When combining all the measurements, the linear observation equation of underwater zero-difference positioning can be expressed as:

$${\mathbf{Z}} = {\mathbf{H}}d{\mathbf{X^{\prime}}}_{o} + {\mathbf{V}},$$
(6)
$${\mathbf{H}} = \left[ {\begin{array}{*{20}c} {\frac{{\partial f_{1} }}{\partial x}} & {\frac{{\partial f_{1} }}{\partial y}} & {\frac{{\partial f_{1} }}{\partial z}} & 1 \\ {\frac{{\partial f_{2} }}{\partial x}} & {\frac{{\partial f_{2} }}{\partial y}} & {\frac{{\partial f_{2} }}{\partial z}} & 1 \\ {\frac{{\partial f_{3} }}{\partial x}} & {\frac{{\partial f_{3} }}{\partial y}} & {\frac{{\partial f_{3} }}{\partial z}} & 1 \\ \vdots & \vdots & \vdots & \vdots \\ {\frac{{\partial f_{n} }}{\partial x}} & {\frac{{\partial f_{n} }}{\partial y}} & {\frac{{\partial f_{n} }}{\partial z}} & 1 \\ \end{array} } \right],$$
(7)
$${\mathbf{Z}} = \left[ {\begin{array}{*{20}c} {\rho_{1} - f\left( {{\mathbf{X}}_{1} ,{\mathbf{X}}_{o}^{0} } \right) - \delta \rho_{1}^{0} } \\ {\rho_{2} - f\left( {{\mathbf{X}}_{2} ,{\mathbf{X}}_{o}^{0} } \right) - \delta \rho_{2}^{0} } \\ {\rho_{3} - f\left( {{\mathbf{X}}_{3} ,{\mathbf{X}}_{o}^{0} } \right) - \delta \rho_{3}^{0} } \\ \vdots \\ {\rho_{n} - f\left( {{\mathbf{X}}_{n} ,{\mathbf{X}}_{o}^{0} } \right) - \delta \rho_{n}^{0} } \\ \end{array} } \right],$$
(8)

where \({\mathbf{X^{\prime}}}_{o} = (x_{o} ,y_{o} ,z_{o} ,\delta \rho_{k}^{{}} )\), \({\mathbf{Z}}\) is the constant term, \({\mathbf{H}}\) is the coefficient matrix of observation equation, and \({\mathbf{V}}\) is the observation residual vector.
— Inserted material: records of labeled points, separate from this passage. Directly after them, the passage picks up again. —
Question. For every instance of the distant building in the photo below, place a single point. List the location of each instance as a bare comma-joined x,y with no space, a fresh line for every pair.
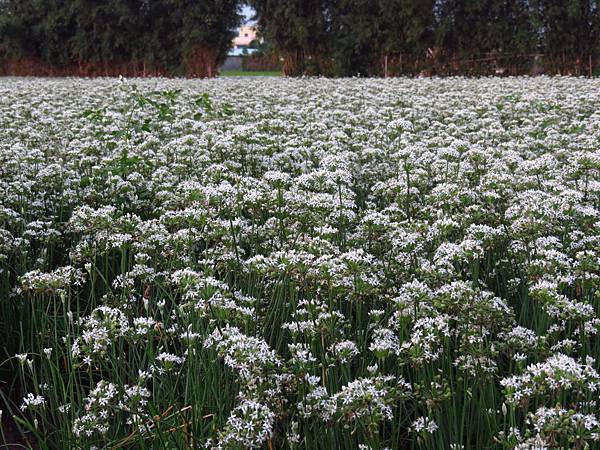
246,34
241,48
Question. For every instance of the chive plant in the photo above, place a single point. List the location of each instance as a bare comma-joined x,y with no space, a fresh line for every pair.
284,264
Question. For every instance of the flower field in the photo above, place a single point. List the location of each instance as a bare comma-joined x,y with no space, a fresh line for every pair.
302,264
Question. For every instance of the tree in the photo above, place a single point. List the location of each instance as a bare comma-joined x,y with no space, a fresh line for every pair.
299,31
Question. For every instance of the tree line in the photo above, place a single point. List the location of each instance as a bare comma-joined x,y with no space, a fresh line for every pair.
113,37
378,37
311,37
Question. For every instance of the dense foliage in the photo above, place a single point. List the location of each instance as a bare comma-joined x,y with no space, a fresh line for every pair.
301,263
118,37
2.2 Zero-difference Kalman filter

The observation and state equations using zero-difference Kalman filter for underwater acoustic positioning can be expressed as [25]:

$${\mathbf{Z}}_{{\text{k}}} = {\mathbf{H}}_{k} d{\mathbf{X^{\prime}}}_{o,k} + {\mathbf{V}}_{k} ,$$
(9)
$${\mathbf{X^{\prime}}}_{o,k} = {\mathbf{\varphi }}_{k,k - 1} {\mathbf{X^{\prime}}}{}_{o,k - 1} + {{\varvec{\upomega}}}_{k - 1} ,$$
(10)

where \({\mathbf{X^{\prime}}}_{o,k} = (x_{o,k} ,y_{o,k} ,z_{o,k} ,\delta \rho_{k} )\) denotes the estimated parameter vector of the transponder position and the systematic error at time \(t_{k}\), \({\mathbf{Z}}_{{\text{k}}}\) is the observation vector with covariance matrix \({\mathbf{R}}_{k}\), assumed to be white, \({\mathbf{H}}_{k}\) is the coefficient matrix of observation equation and \({\mathbf{V}}_{k}\) is the observation residual vector. \({\mathbf{\varphi }}_{k,k - 1}\) is the state transition matrix from epoch \(t_{k - 1}\) to \(t_{k}\). \({{\varvec{\upomega}}}_{k - 1}\) is the process noise vector with covariance matrix \({\mathbf{Q}}_{k}\), assumed to be white.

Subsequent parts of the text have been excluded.